ROCHESTER, NY (WXXI) – Local elections officials say it’s a bit overwhelming to consider all the changes that have to take place to implement New York’s new voting laws.
“It’s kind of like you’re thrilled,” said elections commissioner Tom Ferrarese, “but you always have that ‘Oh my goodness, let’s see how we’re going to implement this?’ ”
A measure passed by the state legislature this week will allow early voting up to 10 days before an election. The legislation is still awaiting the signature of Governor Andrew Cuomo, who supports the idea.
The bill passed despite the objections of some Republicans, who questioned the need and the cost.
Ferrarese says funding is a critical part of the process of implementing the necessary changes. He and others hope state lawmakers will find a way to at least help counties cover part of any costs they incur.
“I think there will be a continued push in that direction,” Ferrarese said, “and certainly there will be issues raised if there isn’t some funding. It’s also going to be about the value people put on the voting process.”
If all goes as expected, polling sites would be set up across Monroe County to accommodate early voting in time for the next general election in November, according to Ferrarese.
If state lawmakers okay the use of electronic poll books and on-demand ballot machines, he says the process will be more streamlined and voters will be able to cast their ballots at any of the locations rather than having to go to their specific regional polling place.
On-demand ballot machines, according to Ferrarese, would prevent errors like over-voting or a missed vote in a particular race. Voters would start by keying in their choices on an electronic screen.
“It doesn’t cast a vote at that point; it actually creates a ballot.

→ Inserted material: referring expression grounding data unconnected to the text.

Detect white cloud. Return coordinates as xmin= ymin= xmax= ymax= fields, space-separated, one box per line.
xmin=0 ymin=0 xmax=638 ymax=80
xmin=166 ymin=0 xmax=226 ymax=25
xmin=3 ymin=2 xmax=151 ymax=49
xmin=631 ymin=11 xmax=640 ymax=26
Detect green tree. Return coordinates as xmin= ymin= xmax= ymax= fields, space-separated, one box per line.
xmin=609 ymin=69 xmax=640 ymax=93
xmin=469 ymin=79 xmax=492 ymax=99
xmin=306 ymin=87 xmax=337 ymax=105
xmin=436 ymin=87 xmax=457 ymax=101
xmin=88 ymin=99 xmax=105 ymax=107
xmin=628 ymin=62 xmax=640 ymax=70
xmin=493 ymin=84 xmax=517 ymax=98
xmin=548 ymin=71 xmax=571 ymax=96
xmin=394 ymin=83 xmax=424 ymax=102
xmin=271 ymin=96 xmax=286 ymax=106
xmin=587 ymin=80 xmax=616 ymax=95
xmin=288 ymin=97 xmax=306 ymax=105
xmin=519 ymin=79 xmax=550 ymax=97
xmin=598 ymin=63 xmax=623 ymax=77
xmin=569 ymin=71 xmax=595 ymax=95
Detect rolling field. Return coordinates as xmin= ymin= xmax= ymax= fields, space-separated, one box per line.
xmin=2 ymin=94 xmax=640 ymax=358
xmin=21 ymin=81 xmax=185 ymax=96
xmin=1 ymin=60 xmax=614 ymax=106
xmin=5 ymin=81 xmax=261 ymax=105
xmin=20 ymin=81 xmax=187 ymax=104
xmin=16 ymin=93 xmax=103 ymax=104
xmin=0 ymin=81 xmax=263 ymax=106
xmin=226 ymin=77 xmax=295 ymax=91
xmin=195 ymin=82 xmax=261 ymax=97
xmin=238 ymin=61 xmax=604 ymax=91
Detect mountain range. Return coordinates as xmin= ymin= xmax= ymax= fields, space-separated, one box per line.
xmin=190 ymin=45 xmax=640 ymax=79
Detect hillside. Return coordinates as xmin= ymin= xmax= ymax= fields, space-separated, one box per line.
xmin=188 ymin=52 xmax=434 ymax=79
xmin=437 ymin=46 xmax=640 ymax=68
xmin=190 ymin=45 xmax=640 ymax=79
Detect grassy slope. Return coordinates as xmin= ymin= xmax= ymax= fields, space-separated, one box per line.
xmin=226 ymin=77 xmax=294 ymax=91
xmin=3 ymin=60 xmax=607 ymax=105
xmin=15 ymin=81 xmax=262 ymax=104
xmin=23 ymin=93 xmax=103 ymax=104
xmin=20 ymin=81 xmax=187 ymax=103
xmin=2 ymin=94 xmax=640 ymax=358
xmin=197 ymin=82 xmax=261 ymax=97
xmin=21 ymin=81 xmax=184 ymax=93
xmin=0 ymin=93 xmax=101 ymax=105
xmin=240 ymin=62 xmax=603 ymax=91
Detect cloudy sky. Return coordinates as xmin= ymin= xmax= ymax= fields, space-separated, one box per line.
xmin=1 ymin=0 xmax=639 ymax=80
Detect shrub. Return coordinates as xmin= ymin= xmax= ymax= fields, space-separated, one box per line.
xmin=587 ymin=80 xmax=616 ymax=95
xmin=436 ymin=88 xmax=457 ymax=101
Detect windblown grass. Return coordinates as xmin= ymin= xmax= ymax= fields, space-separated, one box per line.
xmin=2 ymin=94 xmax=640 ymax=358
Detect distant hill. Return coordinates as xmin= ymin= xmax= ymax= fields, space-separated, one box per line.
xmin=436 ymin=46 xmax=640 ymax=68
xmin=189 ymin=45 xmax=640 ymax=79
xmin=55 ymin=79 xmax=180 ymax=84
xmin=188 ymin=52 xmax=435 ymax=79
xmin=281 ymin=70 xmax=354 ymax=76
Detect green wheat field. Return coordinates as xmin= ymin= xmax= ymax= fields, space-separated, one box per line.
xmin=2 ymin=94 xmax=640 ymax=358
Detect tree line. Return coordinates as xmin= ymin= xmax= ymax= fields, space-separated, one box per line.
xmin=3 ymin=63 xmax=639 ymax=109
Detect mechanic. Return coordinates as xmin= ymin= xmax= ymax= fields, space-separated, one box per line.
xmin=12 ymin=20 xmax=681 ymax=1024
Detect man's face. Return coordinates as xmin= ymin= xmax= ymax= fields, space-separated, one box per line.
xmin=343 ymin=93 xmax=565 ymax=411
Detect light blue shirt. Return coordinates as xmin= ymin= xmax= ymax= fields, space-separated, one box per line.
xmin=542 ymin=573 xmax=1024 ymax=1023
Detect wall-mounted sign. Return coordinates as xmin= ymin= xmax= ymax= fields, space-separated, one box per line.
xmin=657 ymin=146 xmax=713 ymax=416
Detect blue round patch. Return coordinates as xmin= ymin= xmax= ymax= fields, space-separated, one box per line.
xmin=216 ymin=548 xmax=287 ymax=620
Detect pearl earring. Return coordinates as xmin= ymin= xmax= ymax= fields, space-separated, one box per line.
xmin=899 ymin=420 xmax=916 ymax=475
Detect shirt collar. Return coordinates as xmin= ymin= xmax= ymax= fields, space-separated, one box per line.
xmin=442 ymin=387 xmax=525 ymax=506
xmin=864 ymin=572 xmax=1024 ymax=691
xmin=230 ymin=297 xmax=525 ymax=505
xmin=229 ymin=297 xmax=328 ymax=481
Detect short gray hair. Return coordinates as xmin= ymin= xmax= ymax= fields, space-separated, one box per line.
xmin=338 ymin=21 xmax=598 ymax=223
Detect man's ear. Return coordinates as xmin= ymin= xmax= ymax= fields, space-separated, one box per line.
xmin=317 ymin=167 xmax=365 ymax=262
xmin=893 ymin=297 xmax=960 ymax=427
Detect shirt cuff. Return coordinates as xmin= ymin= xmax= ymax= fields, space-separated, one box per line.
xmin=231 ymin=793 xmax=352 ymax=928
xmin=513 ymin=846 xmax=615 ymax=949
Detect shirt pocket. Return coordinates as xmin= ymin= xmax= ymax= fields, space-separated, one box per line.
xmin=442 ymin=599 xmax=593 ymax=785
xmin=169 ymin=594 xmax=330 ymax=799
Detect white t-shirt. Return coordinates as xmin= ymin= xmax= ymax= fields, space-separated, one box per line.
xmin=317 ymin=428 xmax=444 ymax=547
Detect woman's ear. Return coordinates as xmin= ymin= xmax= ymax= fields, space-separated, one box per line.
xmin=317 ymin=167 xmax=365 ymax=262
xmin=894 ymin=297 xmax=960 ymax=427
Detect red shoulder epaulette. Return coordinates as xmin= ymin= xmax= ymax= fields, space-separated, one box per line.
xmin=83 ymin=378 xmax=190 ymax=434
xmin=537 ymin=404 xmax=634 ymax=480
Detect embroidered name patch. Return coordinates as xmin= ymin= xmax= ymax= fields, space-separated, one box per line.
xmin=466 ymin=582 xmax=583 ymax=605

It hands them the ballot and they can then review the ballot and if there’s something wrong with it they can, like today, go get another one (up to three times.) But that ballot is only cast when they walk over to the scanner and stick it in.”
The new technology is one area in which savings could be realized, Ferrarese said. Elections workers spend three to four weeks after elections manually scanning signatures on poll books to update the history of each voter. In addition, he said hundreds of thousands of pages are printed for the registration books that voters sign when they first enter their polling place. Those printing costs would be eliminated if electronic poll books were used.
Ferrarese expects early voting to be popular right away in New York.
“We’re not going to see the same slow start other states did because people just didn’t know about it or understand it,” he said. “People have read about it now for a number of years and have seen it in other states. Frankly, coming to New York State finally, I think we’re going to have a number of people who want to use it.”
Other measures would allow New Yorkers to cast an absentee ballot for any reason, and to register to vote on Election Day, but those changes require passage by two consecutive state legislatures, so the earliest they could be enacted is 2021.